Large action models handle the task differently. A LAM can analyze both the user interface and the API to determine the best path for the customer. The LAM learns what information is required and then asks the user with the best “guess” based on past usage. LAMs think more like humans than programmed applications and can understand the intent of the user. As such, banks will use LAMs to tie multiple applications together.
For example, a bank may have a LAM that moves whole relationships over and can open a set of accounts and multiple products. For instance, if a small business wants to move the accounts of the owners, the company, and the employees to a new bank, a bank’s LAM can be specialized enough to do this efficiently and at scale.
A bank will have a LAM that will help refinance a mortgage at another institution and another LAM that specializes in improving a household’s or business’s cash flow.
If an application, such as a bank’s core, changes an interface or technical aspect of its API, there is no problem as the LAM adapts instantly. Bank architecture will become more flexible by using large action models. LAMs will be combined with modern cores to create an endless supply of personalized products, all within a bank’s parameters and risk tolerance. LAMs will help borrowers customize the terms and conditions of their loans, all while helping both the bank and the borrower complete the loan process and onboard the loan.
LAMs also will be used internally. Separate LAMs specializing in security, for example, look for application vulnerabilities and help solve network and application weaknesses. Other LAMs will handle compliance, risk management, and operations.
When the trend stabilizes, LAMs are predicted to increase banker productivity by a factor of ten.
Putting This Into Action
Large action models combine the fluency of natural language with a task-oriented agent that seeks to satisfy a goal efficiently and could connect multiple applications. LAMs will be designed to do these tasks in safe, secure, and compliant ways and will usher in a new era of applications that will make households and organizations more efficient and accurate.
Bank architecture and application development will soon head in a completely new direction along with almost every facet of the bank. LAMs will reduce the need for banks to provide extensive user interfaces thereby speeding development and deployment of applications and products.
In addition, look for LAMs to replace many traditional robotics process automation tools within banks.

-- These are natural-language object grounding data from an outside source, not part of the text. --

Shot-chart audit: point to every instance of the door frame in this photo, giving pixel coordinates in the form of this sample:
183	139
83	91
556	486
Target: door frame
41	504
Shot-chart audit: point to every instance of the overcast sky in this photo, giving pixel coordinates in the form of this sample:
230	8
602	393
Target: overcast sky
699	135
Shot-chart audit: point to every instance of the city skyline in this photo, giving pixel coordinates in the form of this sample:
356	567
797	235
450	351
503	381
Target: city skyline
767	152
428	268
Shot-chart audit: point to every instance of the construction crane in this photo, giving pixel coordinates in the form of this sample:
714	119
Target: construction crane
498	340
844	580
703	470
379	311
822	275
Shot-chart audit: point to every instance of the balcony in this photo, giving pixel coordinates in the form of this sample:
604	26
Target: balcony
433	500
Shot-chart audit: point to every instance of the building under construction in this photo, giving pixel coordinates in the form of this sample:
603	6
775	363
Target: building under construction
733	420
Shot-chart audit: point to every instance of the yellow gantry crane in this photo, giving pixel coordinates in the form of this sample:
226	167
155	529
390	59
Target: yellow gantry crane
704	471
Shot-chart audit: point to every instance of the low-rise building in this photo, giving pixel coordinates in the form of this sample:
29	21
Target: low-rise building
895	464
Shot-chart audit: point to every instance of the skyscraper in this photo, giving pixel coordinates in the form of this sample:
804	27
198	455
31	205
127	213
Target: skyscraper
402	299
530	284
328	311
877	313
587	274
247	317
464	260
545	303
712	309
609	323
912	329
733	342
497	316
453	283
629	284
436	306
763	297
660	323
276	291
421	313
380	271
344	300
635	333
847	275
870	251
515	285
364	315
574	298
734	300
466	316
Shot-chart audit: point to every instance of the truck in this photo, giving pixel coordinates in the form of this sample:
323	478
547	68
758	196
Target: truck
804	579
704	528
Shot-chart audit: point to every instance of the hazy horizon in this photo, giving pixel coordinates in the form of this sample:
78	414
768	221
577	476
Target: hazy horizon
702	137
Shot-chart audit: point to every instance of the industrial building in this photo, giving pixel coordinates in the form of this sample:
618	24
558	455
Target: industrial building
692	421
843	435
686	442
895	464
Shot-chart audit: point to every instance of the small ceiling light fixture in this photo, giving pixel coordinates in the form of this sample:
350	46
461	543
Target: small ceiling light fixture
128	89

These intelligent agents will be faster to develop than RPA bots, be intelligent with decision-making capabilities, and be more versatile.
In the next several months, look for large action models to become more plentiful. Once they do, bank management will want to put these models on their radar screen to track and decide when the right time is to experiment and test. In parallel, like banks had to create new committees and governance for AI and generative AI, LAMs will require upgrades to those governance structures, policies, and procedures.
Just as the internet spawned millions of new applications, large language models are in process of doing the same. Large action models are just one of the many offshoots of that trend but one that is likely to have an outsized impact on banking.